Crude oil slipped further in Asia on Thursday as a punishing bear trend continued for the commodity, with current prices well below downward-revised analyst expectations.

ICE Brent crude oil futures slipped 1.06% to $54.33 a barrel, while NYMEX WTI eased 1.98% to $45.62 a barrel. Brent crude settled up 2.06% to $54.91 a barrel on Wednesday and WTI rose 2.49% to $46.54 a barrel.

“We are lowering our estimates for WTI to $61-$65 a barrel from $68-$71 a barrel,” MUFG Securities Americas said in a note to clients. The downgrade on crude prices follows a slew of moves by leading analysts from Jefferies, Societe Generale, Credit Suisse and Goldman Sachs that have largely failed to keep pace with a decline that saw benchmark Brent slip nearly 20% for 2018.
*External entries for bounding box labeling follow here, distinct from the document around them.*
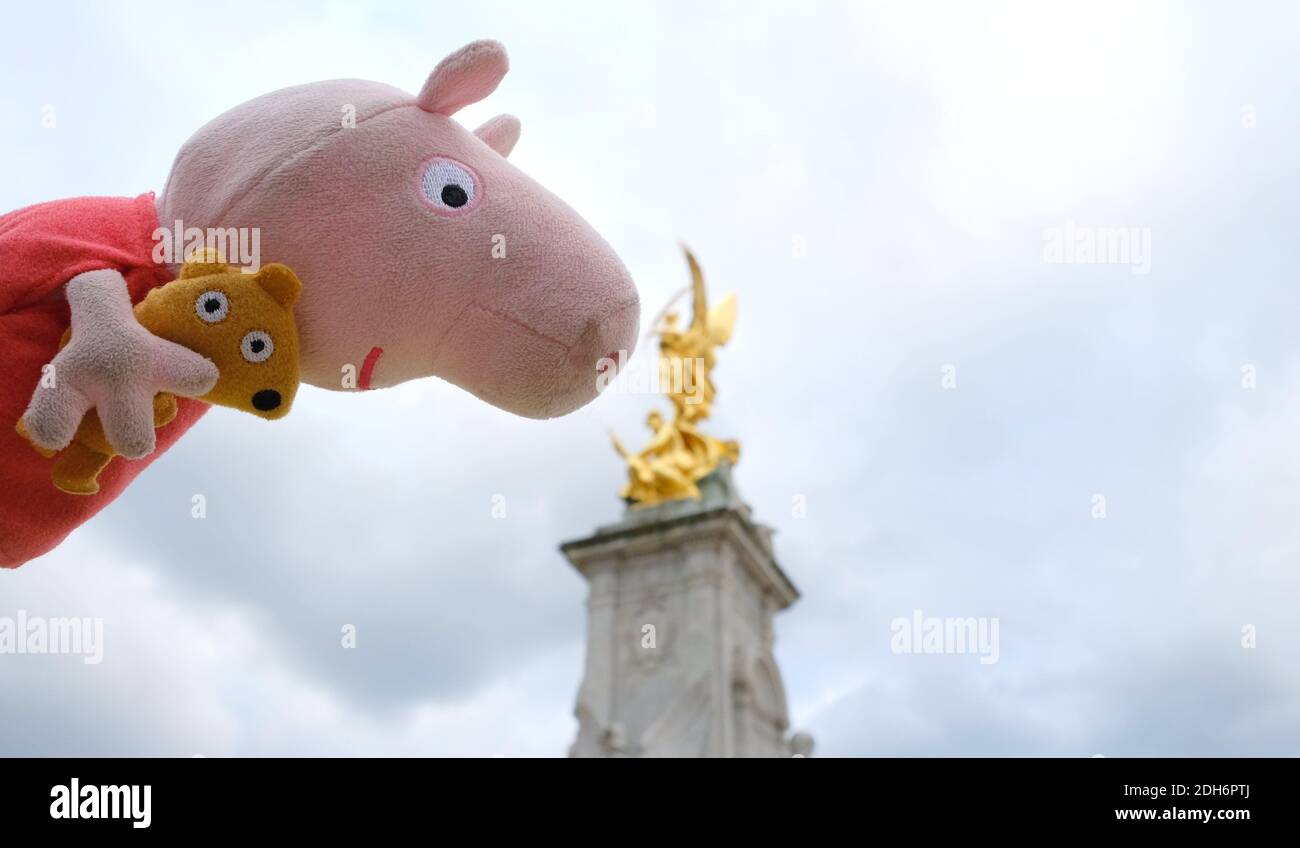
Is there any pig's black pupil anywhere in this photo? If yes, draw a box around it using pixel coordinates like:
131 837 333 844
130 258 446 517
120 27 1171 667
442 182 469 209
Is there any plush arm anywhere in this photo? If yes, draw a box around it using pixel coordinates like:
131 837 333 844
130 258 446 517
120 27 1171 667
22 271 217 459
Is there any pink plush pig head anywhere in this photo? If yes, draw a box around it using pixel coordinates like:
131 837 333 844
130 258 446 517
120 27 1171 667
159 42 640 417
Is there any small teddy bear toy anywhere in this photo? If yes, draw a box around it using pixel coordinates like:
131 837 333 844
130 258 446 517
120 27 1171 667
17 251 302 496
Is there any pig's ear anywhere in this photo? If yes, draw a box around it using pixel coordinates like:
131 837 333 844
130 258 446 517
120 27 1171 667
252 263 303 310
415 42 510 114
475 114 520 156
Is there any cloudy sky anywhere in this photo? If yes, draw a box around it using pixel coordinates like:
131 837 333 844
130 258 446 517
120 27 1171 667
0 0 1300 757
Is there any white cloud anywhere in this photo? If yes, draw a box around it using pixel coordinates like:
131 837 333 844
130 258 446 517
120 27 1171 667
0 4 1300 756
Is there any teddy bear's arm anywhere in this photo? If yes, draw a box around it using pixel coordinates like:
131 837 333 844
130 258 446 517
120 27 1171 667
22 269 217 459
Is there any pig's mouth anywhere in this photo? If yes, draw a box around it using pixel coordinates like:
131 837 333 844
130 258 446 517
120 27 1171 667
356 347 384 391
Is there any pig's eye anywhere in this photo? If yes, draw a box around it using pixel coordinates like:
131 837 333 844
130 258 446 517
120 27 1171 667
194 291 230 324
421 159 478 213
239 330 276 363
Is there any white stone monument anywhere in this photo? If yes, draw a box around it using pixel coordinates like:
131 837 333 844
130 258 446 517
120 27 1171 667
560 462 813 757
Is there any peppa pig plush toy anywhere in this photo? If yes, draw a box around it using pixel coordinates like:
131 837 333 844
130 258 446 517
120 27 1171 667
0 42 640 568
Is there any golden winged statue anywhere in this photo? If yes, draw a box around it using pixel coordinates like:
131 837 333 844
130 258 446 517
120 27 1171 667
611 246 740 507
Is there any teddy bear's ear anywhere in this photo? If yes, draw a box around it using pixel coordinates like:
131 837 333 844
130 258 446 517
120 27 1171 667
252 263 303 310
415 40 510 116
181 247 230 280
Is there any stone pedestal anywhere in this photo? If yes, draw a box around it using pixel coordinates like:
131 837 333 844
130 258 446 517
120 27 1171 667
560 466 811 757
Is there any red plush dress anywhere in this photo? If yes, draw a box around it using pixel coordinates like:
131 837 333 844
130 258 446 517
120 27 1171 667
0 192 208 568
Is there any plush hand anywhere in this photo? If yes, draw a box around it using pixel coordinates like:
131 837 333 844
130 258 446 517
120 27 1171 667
22 271 218 459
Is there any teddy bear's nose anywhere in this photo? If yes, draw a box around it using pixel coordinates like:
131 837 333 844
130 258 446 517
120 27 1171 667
252 389 280 412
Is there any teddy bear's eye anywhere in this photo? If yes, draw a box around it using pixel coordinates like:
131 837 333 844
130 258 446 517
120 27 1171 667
239 330 276 363
194 291 230 324
421 159 478 213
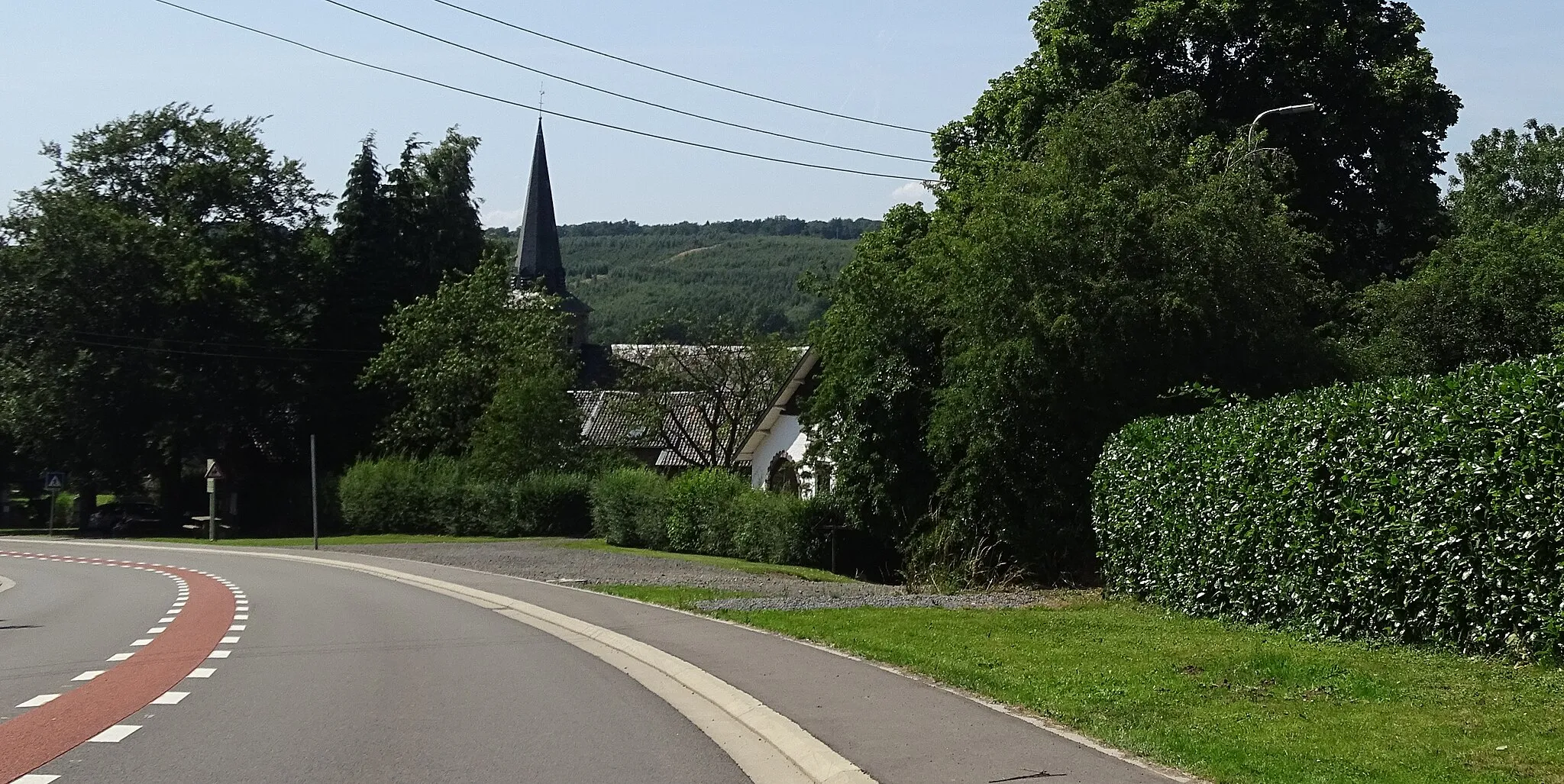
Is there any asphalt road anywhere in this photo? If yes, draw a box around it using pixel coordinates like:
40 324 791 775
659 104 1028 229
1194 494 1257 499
0 540 1191 784
0 541 749 784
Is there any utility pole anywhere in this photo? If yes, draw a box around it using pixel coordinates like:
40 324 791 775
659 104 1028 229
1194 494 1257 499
206 460 227 541
310 434 321 550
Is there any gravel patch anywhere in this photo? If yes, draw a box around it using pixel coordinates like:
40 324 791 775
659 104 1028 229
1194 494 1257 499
324 540 1088 610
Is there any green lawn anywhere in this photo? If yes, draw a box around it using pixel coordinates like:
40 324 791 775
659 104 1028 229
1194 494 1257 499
582 586 757 610
713 601 1564 784
136 534 519 547
532 538 854 582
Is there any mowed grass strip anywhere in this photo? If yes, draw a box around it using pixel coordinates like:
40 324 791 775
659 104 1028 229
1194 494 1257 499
532 538 855 582
582 586 758 610
136 534 521 547
713 601 1564 784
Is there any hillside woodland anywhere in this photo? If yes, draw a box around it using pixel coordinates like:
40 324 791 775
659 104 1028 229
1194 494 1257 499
488 218 879 343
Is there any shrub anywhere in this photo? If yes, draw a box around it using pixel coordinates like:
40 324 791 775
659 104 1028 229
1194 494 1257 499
509 474 591 537
338 457 461 534
338 459 591 537
667 468 749 556
1094 357 1564 656
730 490 804 563
591 468 667 550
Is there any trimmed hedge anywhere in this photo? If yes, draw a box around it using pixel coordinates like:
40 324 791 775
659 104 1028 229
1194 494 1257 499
338 459 591 537
591 468 667 550
591 468 842 566
1094 357 1564 657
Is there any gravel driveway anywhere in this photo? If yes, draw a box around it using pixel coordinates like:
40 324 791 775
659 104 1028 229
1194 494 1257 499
324 540 1055 610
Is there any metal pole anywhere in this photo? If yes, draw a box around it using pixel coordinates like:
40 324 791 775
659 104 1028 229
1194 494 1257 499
310 434 321 550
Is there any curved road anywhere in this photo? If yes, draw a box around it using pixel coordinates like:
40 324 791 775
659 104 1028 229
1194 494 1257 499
0 540 1192 784
0 543 749 784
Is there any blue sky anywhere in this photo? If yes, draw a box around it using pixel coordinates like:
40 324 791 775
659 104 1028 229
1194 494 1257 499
0 0 1564 225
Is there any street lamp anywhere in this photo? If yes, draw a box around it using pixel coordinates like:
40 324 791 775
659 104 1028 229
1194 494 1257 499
1249 103 1320 147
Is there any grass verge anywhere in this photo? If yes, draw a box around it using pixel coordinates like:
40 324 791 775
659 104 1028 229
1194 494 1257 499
582 586 758 610
532 538 854 582
713 601 1564 784
136 534 518 547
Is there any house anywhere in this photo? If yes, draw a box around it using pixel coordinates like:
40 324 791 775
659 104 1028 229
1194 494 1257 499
738 349 832 498
512 121 830 498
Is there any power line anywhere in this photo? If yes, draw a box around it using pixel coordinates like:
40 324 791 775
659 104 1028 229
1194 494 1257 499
0 331 366 365
64 328 379 355
314 0 939 163
153 0 931 182
435 0 934 136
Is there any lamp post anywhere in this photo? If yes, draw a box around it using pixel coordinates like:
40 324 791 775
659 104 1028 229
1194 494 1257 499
1249 103 1320 147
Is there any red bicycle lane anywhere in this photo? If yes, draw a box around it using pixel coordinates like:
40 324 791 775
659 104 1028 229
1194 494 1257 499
0 551 234 782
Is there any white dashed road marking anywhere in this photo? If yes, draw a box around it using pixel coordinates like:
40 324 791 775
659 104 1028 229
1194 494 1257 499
152 692 191 706
88 724 141 744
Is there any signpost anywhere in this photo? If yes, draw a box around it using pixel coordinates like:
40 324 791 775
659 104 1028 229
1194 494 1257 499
44 471 66 537
206 460 228 541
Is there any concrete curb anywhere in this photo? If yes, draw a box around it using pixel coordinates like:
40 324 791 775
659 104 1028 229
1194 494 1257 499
34 541 877 784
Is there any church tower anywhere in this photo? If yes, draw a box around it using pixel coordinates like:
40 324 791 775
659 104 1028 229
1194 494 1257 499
510 121 591 349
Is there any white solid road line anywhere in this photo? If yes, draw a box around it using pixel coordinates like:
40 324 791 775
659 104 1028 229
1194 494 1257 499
88 724 141 744
149 692 191 706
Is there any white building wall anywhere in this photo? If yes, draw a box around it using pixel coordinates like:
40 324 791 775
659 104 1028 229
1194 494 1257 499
749 415 813 490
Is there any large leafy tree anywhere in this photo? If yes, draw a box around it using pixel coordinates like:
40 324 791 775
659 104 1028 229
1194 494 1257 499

Analysts cite potentially weaker demand by the world’s top crude importer, China, after disappointing manufacturing data for December, as a key driver of lower prices. The fears of a slowdown were heightened after Apple CEO Tim Cook said in a letter to shareholders: “We did not foresee the magnitude of the economic deceleration, particularly in Greater China.”

At the same time, President Donald Trump hailed lower gasoline prices at a cabinet meeting on Wednesday as a byproduct of his jawboning OPEC to pump more. OPEC and allies actually agreed to cut production at a meeting in Vienna in early December.

Ahead, the American Petroleum Institute releases its estimates of weekly US crude oil and refined product inventories at 16:30 ET. The data is delayed from its usual Tuesday release because of the New Year holiday.

Analysts expect a 2.333 million barrels draw in US crude stocks, a 2.267 million barrels gain in gasoline supplies and a 2.567 million barrels increase in distillates. The data is followed by official figures from the Energy Information Administration on Friday at 10:30 ET. The data sets often diverge.

US natural gas futures on the NYMEX fell 1.25% to to $2.923 per MMBtu.